Dubai: Hugs, warm embraces, tears of joy – these are normal scenes at the airport. But during pandemic times, when loved ones haven’t met for a long period, the emotions are at a heightened level as families and friends are reunited after a long time.
Canadian national Kayla, 26, immediately broke into tears and tightly embraced her parents and younger sister after seeing them at the arrivals area of Dubai International Airport Terminal 3 on Wednesday night.
Originally from Nova Scotia, Kayla was one of the first tourists who arrived in Dubai after the city has opened to international visitors on July 7.
“I was supposed to come and visit my family in March but Covid happened,” Kayla told Gulf News. “I had to wait for three months before flights resumed, but finally I’m here in Dubai,” she added.
Kayla said the timing of her visit could not have come at a better time as her sister, Abby, will be celebrating her 17th birthday on Saturday. And Abby said it was the best gift having the family complete on her birthday.
Like Kayla, Egyptian student Mohamad El Gamal, 19, was on the same Emirates flight (EK242) from Toronto to Dubai.
Originally scheduled to come to Dubai on April 26, Mohamad, a business management student at Simon Fraser University, was stuck for three months in Vancouver.
“But it took us only three hours to get his (Mohamad) travel documents ready and approved after the government announced visitors can now come to Dubai,” Yasser, Mohamad’s father, told Gulf News.

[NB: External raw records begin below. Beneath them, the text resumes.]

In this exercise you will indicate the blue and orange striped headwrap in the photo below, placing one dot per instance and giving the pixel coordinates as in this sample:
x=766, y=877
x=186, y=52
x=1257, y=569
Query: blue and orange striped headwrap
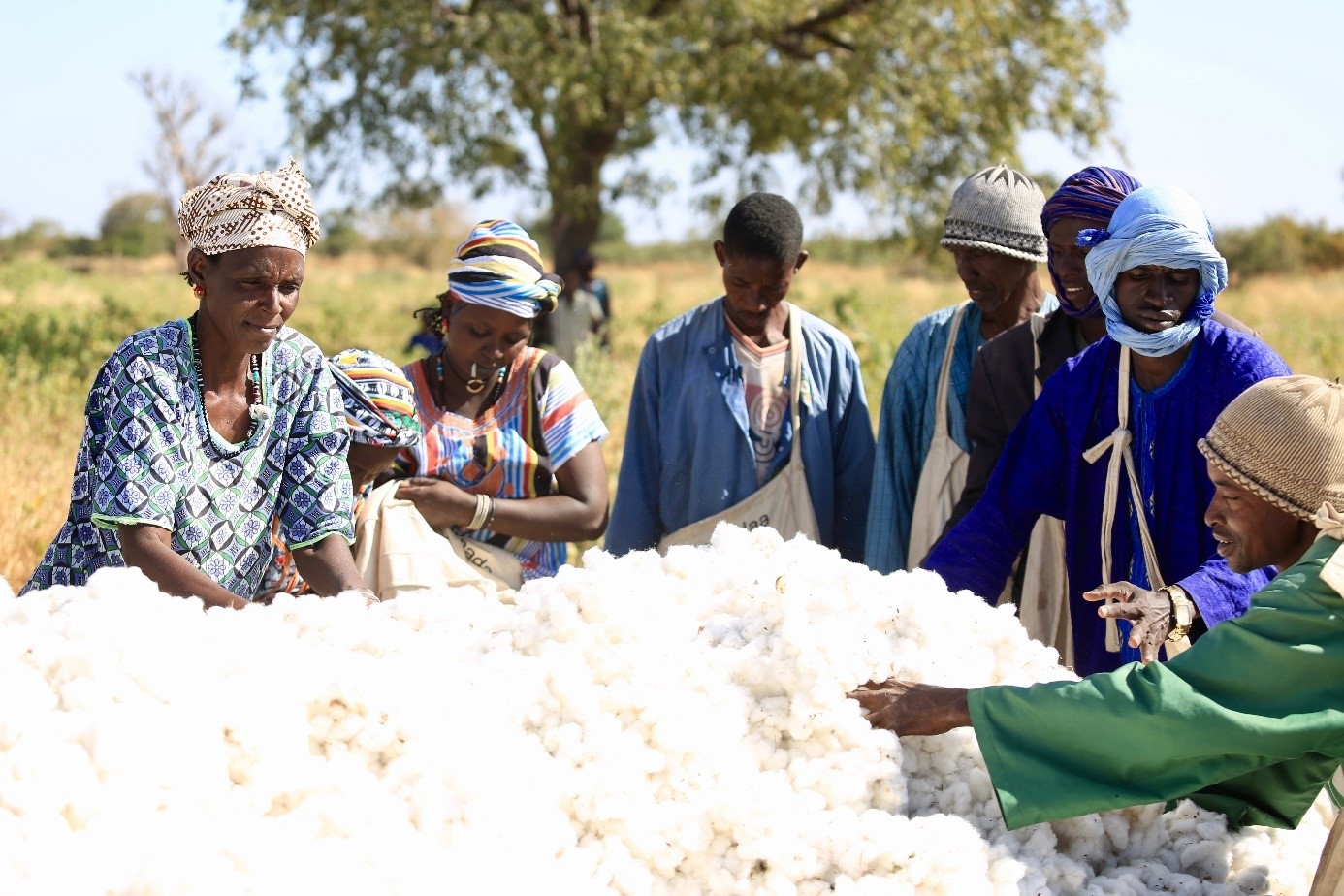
x=1092, y=194
x=378, y=398
x=500, y=266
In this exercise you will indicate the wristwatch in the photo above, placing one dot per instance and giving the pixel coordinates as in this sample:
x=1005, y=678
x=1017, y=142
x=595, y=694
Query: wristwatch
x=1181, y=612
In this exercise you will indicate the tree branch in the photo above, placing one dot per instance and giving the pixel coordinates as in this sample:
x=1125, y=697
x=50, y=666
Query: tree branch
x=818, y=17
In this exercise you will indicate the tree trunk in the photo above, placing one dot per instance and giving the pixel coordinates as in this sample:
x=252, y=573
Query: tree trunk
x=575, y=187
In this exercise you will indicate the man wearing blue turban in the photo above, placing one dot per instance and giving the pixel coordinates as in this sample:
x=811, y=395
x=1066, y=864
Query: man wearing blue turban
x=1010, y=369
x=1140, y=400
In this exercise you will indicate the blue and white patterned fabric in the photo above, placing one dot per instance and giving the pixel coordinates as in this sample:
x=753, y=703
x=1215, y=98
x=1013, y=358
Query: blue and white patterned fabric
x=149, y=457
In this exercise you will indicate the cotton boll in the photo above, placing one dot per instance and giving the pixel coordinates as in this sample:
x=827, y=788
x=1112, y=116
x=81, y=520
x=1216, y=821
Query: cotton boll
x=652, y=724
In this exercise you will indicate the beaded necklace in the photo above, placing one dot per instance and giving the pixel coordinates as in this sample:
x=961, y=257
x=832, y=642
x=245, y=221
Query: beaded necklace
x=490, y=400
x=257, y=411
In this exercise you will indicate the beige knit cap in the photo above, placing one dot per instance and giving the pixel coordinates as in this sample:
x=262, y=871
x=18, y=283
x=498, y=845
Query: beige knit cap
x=1284, y=439
x=998, y=209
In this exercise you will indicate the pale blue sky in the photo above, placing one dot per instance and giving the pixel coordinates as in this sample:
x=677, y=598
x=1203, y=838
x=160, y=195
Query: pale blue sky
x=1238, y=102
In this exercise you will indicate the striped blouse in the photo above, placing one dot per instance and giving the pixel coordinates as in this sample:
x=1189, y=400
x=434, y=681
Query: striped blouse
x=540, y=421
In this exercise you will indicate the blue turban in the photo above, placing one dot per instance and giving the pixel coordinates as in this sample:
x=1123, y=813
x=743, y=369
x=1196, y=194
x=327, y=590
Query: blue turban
x=1092, y=194
x=1160, y=226
x=500, y=266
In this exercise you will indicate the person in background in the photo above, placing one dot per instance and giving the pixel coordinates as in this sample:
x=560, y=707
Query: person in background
x=380, y=415
x=203, y=434
x=993, y=231
x=577, y=319
x=584, y=262
x=1140, y=398
x=1009, y=371
x=746, y=408
x=425, y=338
x=509, y=460
x=1246, y=721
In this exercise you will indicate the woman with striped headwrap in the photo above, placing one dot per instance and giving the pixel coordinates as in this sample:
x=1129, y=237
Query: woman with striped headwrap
x=201, y=434
x=511, y=454
x=380, y=415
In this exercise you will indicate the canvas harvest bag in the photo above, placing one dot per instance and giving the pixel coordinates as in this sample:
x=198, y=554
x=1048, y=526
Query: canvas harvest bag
x=397, y=551
x=784, y=502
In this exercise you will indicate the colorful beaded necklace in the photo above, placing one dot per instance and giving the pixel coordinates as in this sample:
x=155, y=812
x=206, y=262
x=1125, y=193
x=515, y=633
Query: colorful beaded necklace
x=474, y=382
x=257, y=411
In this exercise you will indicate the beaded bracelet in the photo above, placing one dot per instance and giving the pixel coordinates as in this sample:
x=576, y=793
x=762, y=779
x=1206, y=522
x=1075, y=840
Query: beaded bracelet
x=484, y=508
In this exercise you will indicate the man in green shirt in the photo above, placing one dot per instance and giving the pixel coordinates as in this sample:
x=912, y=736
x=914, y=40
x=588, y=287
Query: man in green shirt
x=1250, y=720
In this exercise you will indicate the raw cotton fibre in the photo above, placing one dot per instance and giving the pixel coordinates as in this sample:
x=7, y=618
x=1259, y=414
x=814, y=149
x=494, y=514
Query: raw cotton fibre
x=643, y=724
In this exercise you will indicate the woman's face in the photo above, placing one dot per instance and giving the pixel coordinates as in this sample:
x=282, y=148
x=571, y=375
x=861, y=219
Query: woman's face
x=1069, y=261
x=484, y=336
x=1153, y=299
x=249, y=295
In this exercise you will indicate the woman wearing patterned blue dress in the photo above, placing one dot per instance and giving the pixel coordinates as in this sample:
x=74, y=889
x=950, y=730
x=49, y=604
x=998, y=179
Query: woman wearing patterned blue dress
x=201, y=432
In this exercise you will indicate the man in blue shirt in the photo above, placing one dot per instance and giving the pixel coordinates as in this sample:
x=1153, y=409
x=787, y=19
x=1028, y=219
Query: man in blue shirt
x=993, y=231
x=711, y=412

Mohamad, who traveled for over 26 hours from Vancouver to Toronto and Dubai, also shared the process was fast at the immigration.
He got his negative test result a couple of days before flying to Dubai. He also filled out a health declaration form, stating he is healthy and he has insurance that can cover the cost of any COVID-19 treatment should he become ill. And he downloaded the Al Hosn (coronavirus) tracing app.
All passengers underwent thermal screening and those who did carry a negative Covid result were tested on site.
Mohamad’s PCR (polymerase chain reaction) or nasal swab test was validated and he showed no symptoms. No further test was required and he did not have to be quarantined.
After settling at home, Mohamad is ready to have a busy and exciting weekend ahead. On top of his list, he said, is to visit malls and water parks in Dubai.
More students arrive
Earlier, Kapil Lamba, whose son Pranay arrived on July 7 night from New York, said, “I called Emirates and arranged his tourist visa through the airlines.”
Pranay is a final year mechanical engineering student at the Florida Institute of Technology in Orlando. He said his journey was seamless and smooth.
Dr Sateesh Rao, general practitioner with a private clinic in Dubai, said he was grateful Dubai Airports had opened for visitors. His son Adithya, who is a medical student at the American University of Antigua, was initially supposed to return to UAE on March 17, but was stranded due to the suspension of UAE flights. He finally made it on July 7 from New York. “My wife and I are part of a group of parents who have been trying to get our children back to the UAE. We were extremely worried as they did not have UAE visas. We thought they would be stuck endlessly. All this has come to an end. The group was supportive, helpful and proved to be invaluable.”
Aryan Malik, who also came on a tourist visa from new York on the same flight, reunited with his parents. The second year student at UC San Diego studying computer science and Maths was happy to be home. “It was great to come back and see my parents. The whole journey was smooth. There were no issues whatsoever. Regarding COVID-19 tests, students were given the option of doing it 96 hours before departure or take the PCR test on arrival in Dubai. I did both. I am still awaiting my US test results, but the one take in Dubai airport came negative.”